EUR / USD
ECB Council Member Knot stated that the ECB s planning to hike rates by 50 basis points multiple times and won’t stop after a single hike with no sign that underlying inflation is abating. Bank President Lagarde stated that inflation is way too high and that the bank will stay the course with rate hikes.
Minutes from December’s meeting stated that a large number of policymakers had initially expressed a preference for a 75 basis-point rate hike. A broad majority eventually backed the decision to raise rates by 50 basis points, but with the promise of a hawkish statement and a further rate hikes.
The Euro did rally to some extent on hawkish minutes and rhetoric, but struggled to hold the gains as the dollar attempted to fight back.
The Philadelphia Fed manufacturing index remained in contraction territory for January with a reading of -8.9, but this was above December’s figure of -13.7 and slightly stronger than consensus forecasts of -11.0. There was net growth in shipments, but new orders contracted at a faster pace on the month. There was a net increase in employment while inflation evidence was mixed as costs increased at a notably slower rate, but prices received increased at a faster pace.
Companies were slightly more optimistic over the outlook, but still notably cautious while pricing pressures are forecast to ease.
The Euro found support below 1.0800 and traded around 1.0820 at the European close before edging higher to 1.0830 on Friday as the dollar drifted lower.
US housing starts declined to an annual rate of 1.38mn for December from a downwardly-revised 1.40mn in November, but slightly above consensus forecasts of 1.35mn. Building permits edged lower to 1.33mn from 1.35mn and slightly below market expectations.
Initial jobless claims declined to 190,000 in the latest week from 205,000 previously and below consensus forecasts of 214,000 while continuing claims edged higher to 1.65mn from 1.63mn which suggested that the labour market was still strong.
Fed Governor Collins stated that it is appropriate to slow the pace of rate hikes with rates needing to go just above 5.00% and then hold them for some time. New York Fed President Williams also stated that the Fed has more work to do on raising rates Treasuries overall edged lower on the day with the 10-year yield edging higher, but still close to 4-month lows. The dollar posted highs at 128.80 after the US data before drifting weaker into the European close.
Fed Vice-Chair Brainard stated that it will take some time and resolve to get inflation down to the 2% target. She added that the slowing in rate hikes allows the Fed to assess more data as it moves policy to sufficiently restrictive levels. She added that there are tentative signs of a slowdown in wages.
The rhetoric overall was little changed, but with a slight hint that sentiment was starting to shift with a greater emphasis on downside risks.
Japan’s national underlying inflation rate increased to 4.0% from 3.7%, in line with consensus forecasts, but the yen lost ground in Asia on Friday with the dollar strengthening to above 129.00 with further choppy trading while the Euro strengthened to near 140.00 before hitting resistance.

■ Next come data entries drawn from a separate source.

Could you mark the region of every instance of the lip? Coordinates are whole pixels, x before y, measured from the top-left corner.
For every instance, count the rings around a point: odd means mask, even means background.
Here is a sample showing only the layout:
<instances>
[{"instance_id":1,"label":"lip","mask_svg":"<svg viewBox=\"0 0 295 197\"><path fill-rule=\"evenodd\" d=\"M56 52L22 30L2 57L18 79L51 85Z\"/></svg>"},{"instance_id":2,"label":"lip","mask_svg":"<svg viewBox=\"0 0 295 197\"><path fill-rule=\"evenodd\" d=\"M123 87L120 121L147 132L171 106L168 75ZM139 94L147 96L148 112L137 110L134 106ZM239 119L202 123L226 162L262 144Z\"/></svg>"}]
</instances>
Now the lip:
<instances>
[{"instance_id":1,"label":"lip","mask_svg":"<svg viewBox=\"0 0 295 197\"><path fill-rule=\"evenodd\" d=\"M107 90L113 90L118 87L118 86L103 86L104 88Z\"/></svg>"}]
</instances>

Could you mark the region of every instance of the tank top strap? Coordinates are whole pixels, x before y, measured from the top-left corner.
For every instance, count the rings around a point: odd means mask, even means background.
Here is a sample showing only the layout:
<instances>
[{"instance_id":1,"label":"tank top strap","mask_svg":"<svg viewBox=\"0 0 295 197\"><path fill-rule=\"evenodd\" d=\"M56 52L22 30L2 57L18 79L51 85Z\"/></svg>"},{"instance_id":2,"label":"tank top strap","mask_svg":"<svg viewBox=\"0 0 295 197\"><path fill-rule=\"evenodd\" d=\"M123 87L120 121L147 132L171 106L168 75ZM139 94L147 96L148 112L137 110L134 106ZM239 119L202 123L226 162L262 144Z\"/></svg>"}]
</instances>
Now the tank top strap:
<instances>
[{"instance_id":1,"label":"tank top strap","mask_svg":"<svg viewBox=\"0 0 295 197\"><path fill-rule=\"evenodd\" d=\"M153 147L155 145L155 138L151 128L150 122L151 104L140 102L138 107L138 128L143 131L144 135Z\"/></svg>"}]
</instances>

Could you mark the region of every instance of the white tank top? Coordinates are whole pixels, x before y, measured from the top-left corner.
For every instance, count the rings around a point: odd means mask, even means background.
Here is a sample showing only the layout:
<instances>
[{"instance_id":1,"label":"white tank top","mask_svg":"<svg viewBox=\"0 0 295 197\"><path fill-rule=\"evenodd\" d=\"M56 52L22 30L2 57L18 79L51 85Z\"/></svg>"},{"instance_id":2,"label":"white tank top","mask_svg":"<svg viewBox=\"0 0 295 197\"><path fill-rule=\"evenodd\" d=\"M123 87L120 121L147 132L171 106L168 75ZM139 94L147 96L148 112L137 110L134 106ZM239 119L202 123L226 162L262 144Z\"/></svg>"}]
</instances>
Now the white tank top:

Bank of England Governor Bailey stated that the bank is not endorsing a 4.50% peak in interest rates, but the market expectations were out of line in November and that was not the case in December. Bailey was also more optimistic over the prospects of inflation falling this year with the potential for inflation to fall quite rapidly from late spring. The recession was expected to be relatively shallow by historic standards. The overall rhetoric was relatively optimistic.
Sterling overall was able to make headway during the day with hopes that the economy overall would prove resilient. The UK currency strengthened to highs just below 1.2400 against the dollar while the Euro was unable to hold intra-day gains and retreated to 0.8740 from 0.8785 highs.
The GfK consumer confidence index posted renewed losses for January, reinforcing reservations over the consumer spending outlook. There was also a 1.0% retail sales decline for December, reinforcing unease over near-term trends Sterling retreated to around 1.2360 against the dollar with the Euro around 0.8765.
National Bank Chair Jordan warned that inflation is broader with worsening dynamics and that some further tightening was probably still needed. Despite the hawkish rhetoric, the franc was unable to make headway with markets already pricing in further rate hikes. The Euro edged higher to around 0.9910 and the dollar settled around 0.9160. The franc edged lower on Friday with the dollar around 0.9165 as global equity markets looked to stabilise.